Oregon Prosecutor's accuser says lawsuit possible Woman threatened to sue DA for physical, sexual and emotional abuse

By Phil Wright

East Oregonian

PENDLETON, Ore. (AP) -- The Umatilla County employee who in August accused District Attorney Dean Gushwa of a sex crime has put the county and the state on notice for a possible lawsuit, alleging both failed to protect her from Gushwa?s conduct and even condoned retaliation because she reported it.

She also has threatened to sue him for physical, sexual and emotional abuse. Gushwa has denied the accusations.

Friday, the East Oregonian obtained a copy of the lawsuit notice the employee had Portland lawyer Thomas K. Doyle send to Umatilla County Counsel Doug Olsen.

Doyle said it's too early in the process to discuss the case. In the notice, Doyle says Gushwa subjected the employee to physical, sexual and emotional abuse, both on and off duty over the course of two years, including in July and August 2010. Doyle also wrote, "This abuse has implicated the terms and condition of employment for (the alleged victim). Moreover, the County and the State have failed to protect (the alleged victim) from this conduct and have condoned retaliation for the reporting of this conduct."

Gushwa said he hadn't seen the tort claim notice. But, after listening to the accusations, he gave this statement: "I deny it. That did not happen."

The Eastern Oregonian usually doesn't reveal the names of reporters of sex crimes or victims. During a brief phone call Friday, the employee confirmed on Aug. 16 she reported Gushwa for a sex crime.

Pendleton police took that report and referred it to the Oregon Department of Justice, which launched its investigation into the accusation Aug. 18.

Agencies kept quiet about that investigation until the Eastern Oregonian broke the story Aug. 26. That same day, Gushwa announced he would take a leave from office while the DOJ conducted the investigation.

In the 12 weeks since then, Tony Green, spokesman for the DOJ, has said he can't comment on the probe. Thursday, Green reiterated that and said he couldn't comment on why the scrutiny is seeming to take so long.

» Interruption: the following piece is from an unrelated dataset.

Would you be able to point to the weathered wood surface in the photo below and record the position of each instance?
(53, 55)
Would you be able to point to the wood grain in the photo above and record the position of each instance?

"Each case is different," Green said in an e-mail. "Commenting on the length would necessitate discussing aspects of the case that would be inappropriate to discuss."

Gushwa, too, said he wouldn't comment on the DOJ?s investigation. And, in spite of being out of office nearly three months, Gushwa said he has no intention of resigning.

"If I had done anything unlawful, I would resign," Gushwa said. "I want to see the end of the investigation because I want to get back to work."

The district attorney is a state official that receives most of his money from the state and a small stipend from the county. The deputy district attorney's and the rest of the office staff, though, are county employees.

Gushwa has continued to draw a paycheck while on leave. He makes $7,363 a month in salary and receives almost $2,205 in monthly insurance and retirement benefits.

Deputy district attorneys and office staff also haven't commented on Gushwa or how well the office is functioning without its leader. The DOJ has been running the Umatilla County District Attorney's Office since Gushwa stepped aside.

Umatilla County Commissioner Dennis Doherty had concerns about how well the DOJ is handling that work. He said he met with officials in the Oregon Attorney General's Office in Salem and came away feeling much better about the situation.

"They are working to leave the office in better condition than when they found it, so to speak," Doherty said.

Green said making sure the "office is being run the way it should be" is one of the DOJ's top priorities.